29.05.19 - Les canicules comme celles des étés 2003, 2015 et 2018 seront plus fréquentes à l’avenir. Formant des îlots de chaleur dans le paysage, les villes et les agglomérations sont particulièrement concernées par ce phénomène. Mais que peut-on faire pour que le climat local reste supportable ?
Texte : Hansjakob Baumgartner
Même si nous parvenons à limiter le réchauffement climatique mondial à
2 °C en faisant rapidement baisser les émissions de gaz à effet de serre, il nous faudra affronter des périodes de grande chaleur. Les derniers scénarios climatiques concernant la Suisse indiquent en effet que nous devrons tout de même nous attendre à une hausse des températures estivales entre 0,9 et 2,5 °C d’ici 2050. Les années exceptionnelles sont en passe de devenir la norme : les vagues de chaleur prolongées, au cours desquelles le thermomètre franchit la barre des 30 °C l’après-midi et ne descend pas sous celle des 20 °C la nuit, surviendront presque chaque année.

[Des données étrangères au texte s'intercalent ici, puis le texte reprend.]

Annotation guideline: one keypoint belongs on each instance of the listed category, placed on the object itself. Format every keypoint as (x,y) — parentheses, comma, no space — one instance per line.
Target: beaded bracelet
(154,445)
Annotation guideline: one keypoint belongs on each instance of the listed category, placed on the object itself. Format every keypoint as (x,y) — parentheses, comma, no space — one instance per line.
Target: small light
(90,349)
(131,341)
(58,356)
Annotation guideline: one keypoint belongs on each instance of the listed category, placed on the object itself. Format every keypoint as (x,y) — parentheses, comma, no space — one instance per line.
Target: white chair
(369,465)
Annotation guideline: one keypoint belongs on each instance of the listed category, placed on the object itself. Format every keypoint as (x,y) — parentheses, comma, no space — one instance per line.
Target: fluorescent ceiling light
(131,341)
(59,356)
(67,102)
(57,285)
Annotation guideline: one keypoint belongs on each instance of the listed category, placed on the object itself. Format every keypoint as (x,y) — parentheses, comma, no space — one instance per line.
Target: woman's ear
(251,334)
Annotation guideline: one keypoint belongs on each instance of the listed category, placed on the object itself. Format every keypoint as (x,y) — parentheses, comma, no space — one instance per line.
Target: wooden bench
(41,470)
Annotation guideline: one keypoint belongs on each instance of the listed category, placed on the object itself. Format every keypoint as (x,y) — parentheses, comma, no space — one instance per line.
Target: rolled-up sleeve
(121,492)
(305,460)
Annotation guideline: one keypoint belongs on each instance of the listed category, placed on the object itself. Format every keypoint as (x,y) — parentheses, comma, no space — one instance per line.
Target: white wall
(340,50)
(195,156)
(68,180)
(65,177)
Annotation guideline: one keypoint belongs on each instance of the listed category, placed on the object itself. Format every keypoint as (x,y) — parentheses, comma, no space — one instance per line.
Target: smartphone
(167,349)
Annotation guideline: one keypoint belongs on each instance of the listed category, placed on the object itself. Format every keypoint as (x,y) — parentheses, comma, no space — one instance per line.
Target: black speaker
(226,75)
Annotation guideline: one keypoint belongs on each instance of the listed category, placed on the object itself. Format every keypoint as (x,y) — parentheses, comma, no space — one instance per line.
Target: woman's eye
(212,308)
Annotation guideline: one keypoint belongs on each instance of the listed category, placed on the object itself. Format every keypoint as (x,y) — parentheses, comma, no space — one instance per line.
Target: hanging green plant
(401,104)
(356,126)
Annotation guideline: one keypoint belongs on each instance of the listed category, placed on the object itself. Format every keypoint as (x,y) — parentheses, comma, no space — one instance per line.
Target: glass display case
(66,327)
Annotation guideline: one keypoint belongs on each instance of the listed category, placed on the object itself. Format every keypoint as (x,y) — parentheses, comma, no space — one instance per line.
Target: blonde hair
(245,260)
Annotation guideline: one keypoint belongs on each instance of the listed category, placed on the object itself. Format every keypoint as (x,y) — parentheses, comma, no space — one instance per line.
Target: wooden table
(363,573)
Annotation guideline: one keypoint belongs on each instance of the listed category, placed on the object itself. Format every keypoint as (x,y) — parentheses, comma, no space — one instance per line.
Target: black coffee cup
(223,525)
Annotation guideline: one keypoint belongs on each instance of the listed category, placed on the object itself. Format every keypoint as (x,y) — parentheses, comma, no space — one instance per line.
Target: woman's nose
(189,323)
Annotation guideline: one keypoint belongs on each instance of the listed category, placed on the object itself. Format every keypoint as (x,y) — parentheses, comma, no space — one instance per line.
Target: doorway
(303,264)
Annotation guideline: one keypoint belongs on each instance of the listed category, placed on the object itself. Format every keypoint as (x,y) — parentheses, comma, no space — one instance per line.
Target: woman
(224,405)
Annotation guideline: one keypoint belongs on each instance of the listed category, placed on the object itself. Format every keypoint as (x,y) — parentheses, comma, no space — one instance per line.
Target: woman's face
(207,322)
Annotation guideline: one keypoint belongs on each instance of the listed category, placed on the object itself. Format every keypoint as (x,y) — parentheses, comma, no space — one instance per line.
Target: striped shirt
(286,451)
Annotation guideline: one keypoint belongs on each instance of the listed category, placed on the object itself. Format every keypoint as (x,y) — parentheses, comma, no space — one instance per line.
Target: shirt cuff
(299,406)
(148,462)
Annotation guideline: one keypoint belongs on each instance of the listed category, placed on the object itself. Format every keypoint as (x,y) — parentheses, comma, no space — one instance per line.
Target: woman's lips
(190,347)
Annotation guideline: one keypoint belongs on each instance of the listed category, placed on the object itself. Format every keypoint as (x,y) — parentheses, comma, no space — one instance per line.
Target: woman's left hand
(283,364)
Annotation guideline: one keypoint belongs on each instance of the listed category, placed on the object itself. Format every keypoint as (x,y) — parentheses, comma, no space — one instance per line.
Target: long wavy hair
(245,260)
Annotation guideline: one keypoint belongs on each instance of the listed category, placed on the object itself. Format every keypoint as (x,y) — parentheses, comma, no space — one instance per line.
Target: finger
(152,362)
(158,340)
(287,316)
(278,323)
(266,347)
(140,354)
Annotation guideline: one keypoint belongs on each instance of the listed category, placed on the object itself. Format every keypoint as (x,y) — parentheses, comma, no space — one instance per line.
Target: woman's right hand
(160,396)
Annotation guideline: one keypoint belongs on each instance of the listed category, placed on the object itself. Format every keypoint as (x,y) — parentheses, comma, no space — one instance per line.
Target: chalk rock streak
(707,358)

La chaleur excessive présente des risques pour la santé, surtout chez les personnes âgées et les enfants en bas âge. Les étés très chauds enregistrent des taux de mortalité accrus, essentiellement en raison de maladies cardiovasculaires. Ainsi, 975 décès dus à la chaleur ont été recensés pendant la canicule de 2003 en Suisse. Durant l’été 2015, le deuxième été le plus chaud depuis le début des mesures en 1864, près de 800 personnes sont décédées pour les mêmes raisons.

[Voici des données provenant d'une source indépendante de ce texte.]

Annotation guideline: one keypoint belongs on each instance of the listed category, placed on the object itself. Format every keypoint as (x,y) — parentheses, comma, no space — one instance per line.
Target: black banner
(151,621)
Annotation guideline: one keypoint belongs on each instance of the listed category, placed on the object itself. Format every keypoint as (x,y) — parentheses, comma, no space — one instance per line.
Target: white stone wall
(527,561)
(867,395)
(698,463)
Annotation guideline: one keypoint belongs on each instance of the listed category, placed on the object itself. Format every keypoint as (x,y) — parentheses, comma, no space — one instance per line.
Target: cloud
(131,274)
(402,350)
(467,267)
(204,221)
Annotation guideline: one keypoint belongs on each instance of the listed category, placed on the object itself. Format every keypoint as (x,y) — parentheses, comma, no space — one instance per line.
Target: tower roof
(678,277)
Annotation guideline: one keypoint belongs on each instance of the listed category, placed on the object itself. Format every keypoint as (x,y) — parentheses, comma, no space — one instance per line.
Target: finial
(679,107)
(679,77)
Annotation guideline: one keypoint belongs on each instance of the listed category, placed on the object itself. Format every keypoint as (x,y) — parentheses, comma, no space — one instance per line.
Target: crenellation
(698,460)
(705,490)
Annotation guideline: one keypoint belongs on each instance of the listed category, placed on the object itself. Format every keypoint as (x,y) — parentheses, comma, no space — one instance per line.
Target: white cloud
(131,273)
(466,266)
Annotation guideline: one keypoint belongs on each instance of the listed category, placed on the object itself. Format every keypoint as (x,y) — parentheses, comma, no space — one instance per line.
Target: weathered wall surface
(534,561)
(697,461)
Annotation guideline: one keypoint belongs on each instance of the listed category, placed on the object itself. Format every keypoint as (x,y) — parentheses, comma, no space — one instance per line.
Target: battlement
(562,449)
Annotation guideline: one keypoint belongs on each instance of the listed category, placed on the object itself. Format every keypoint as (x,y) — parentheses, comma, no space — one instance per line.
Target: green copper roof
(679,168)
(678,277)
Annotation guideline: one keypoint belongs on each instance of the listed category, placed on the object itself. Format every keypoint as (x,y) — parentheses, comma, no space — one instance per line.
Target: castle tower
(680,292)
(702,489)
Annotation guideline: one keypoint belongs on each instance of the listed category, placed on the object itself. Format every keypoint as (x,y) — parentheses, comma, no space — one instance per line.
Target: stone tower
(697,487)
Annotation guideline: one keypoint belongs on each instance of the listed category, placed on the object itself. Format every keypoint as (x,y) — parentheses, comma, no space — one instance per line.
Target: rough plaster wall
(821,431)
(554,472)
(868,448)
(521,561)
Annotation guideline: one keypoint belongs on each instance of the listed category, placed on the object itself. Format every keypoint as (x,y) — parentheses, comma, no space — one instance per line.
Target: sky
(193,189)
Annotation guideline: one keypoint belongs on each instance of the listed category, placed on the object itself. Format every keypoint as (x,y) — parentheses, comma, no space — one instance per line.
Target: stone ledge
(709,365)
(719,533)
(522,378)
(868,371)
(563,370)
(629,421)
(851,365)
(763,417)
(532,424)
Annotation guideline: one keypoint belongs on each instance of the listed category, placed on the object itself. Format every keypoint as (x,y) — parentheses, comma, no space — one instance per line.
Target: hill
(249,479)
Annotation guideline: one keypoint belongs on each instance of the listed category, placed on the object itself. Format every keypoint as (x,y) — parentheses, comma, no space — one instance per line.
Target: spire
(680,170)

Gare aux îlots de chaleur !
Le climat du futur devrait être particulièrement néfaste pour la population urbaine, les villes et les agglomérations se transformant en îlots de chaleur. Les surfaces construites, de couleur foncée, absorbent les rayons du soleil, tandis que les vents apportant un peu de fraîcheur circulent mal du fait de la densité des bâtiments. S’y ajoutent les rejets thermiques de l’industrie, de l’artisanat, du trafic et des ménages. Pendant la journée, l’air est donc plus chaud en ville qu’à la campagne. La nuit, il peine à refroidir, les bâtiments emmagasinant la chaleur comme des poêles en faïence. D’après les dernières cartes d’analyse climatique, la température mesurée dans les quartiers de la ville de Zurich peut être de 6 à 7 °C supérieure à celle des zones rurales périphériques.
La stratégie du Conseil fédéral pour adapter la Suisse au changement climatique accorde donc une attention toute particulière aux villes et aux agglomérations. Mais que faire concrètement pour atténuer l’effet îlot de chaleur ? « De manière générale, il faut davantage d’espaces ouverts comportant des zones de verdure, des lieux ombragés et des points d’eau librement accessibles et rafraîchissants », indique Roland Hohmann, codirecteur de la section Rapports climatiques et adaptation aux changements à l’OFEV. « La circulation de l’air frais provenant des zones périphériques doit en outre être assurée. »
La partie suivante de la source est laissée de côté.